The Times says it is "unconscionable" that some states obstruct access to abortion--and if any laws get through the judicial gatekeepers, they only did so because the states cloaked their motives with "fake concerns" about health and safety. The Times is also clairvoyant! Who knew?

The editorialist, like any good writer, throws a kicker in at the end: "Abortion rights advocates must continue to challenge these laws in court, the judiciary must defend its critically important 50-year-old precedent and, ultimately, opponents must accept that abortion is a constitutional right that is not likely to go away."

Opponents must accept abortion-on-demand?

No, we mustn't.

Life isn't an outrage.
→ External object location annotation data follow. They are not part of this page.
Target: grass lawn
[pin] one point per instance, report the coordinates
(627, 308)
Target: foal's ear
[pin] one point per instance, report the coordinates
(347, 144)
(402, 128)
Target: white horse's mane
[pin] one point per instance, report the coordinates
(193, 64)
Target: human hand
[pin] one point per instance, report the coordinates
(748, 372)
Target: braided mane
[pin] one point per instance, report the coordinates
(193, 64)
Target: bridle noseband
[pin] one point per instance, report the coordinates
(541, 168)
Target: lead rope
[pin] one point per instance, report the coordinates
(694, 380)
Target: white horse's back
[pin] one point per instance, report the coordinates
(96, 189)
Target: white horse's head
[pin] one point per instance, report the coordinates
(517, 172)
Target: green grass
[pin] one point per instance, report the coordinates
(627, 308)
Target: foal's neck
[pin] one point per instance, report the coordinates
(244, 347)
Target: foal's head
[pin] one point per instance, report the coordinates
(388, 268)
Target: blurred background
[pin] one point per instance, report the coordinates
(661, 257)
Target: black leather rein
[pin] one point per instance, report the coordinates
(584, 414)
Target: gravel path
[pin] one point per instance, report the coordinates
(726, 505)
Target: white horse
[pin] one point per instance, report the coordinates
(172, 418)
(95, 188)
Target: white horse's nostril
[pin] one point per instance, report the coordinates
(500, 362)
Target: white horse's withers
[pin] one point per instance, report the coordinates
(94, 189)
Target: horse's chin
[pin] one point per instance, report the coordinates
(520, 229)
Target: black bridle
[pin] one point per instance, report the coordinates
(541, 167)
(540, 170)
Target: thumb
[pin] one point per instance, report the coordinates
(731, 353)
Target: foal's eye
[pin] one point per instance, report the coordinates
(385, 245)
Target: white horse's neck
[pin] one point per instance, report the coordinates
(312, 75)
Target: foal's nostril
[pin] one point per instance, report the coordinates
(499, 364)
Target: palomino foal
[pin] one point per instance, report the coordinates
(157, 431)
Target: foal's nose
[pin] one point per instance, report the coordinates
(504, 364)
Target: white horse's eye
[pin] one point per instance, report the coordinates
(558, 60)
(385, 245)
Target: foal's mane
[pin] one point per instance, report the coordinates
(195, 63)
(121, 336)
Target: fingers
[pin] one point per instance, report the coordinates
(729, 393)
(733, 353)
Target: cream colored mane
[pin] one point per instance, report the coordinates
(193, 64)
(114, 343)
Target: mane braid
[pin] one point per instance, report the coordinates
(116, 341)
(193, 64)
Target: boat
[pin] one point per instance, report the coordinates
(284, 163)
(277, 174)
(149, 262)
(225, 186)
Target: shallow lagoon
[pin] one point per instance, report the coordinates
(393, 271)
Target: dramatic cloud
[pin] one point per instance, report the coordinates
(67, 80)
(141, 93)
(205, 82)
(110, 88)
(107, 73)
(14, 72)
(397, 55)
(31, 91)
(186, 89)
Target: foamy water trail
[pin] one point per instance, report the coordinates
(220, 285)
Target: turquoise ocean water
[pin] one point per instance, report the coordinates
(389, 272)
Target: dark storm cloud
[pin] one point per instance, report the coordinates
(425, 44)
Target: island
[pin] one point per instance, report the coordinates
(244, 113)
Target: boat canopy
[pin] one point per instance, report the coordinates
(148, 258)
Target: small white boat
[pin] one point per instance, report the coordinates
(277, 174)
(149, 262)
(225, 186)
It's a gift. Troublemakers who feel that the American Way of Death should be checked, when at all possible, probably wouldn't take it too kindly if our elected officials tiptoed quietly by. We'd like them to represent their constituents, not ignore them. To some of us, "incremental state restrictions that manage to survive court challenges" can also be described as "laws." Constitutional ones at that.

Oh, well, maybe it's good that The Los Angeles Times at least came up with an editorial that the rest of us would like to read. A foaming, sputtering, desk-pounding editorial about those bad apples in the lesser states beats the usual naval-gazers most newspapers publish.

Just call it partial-truth editorializing.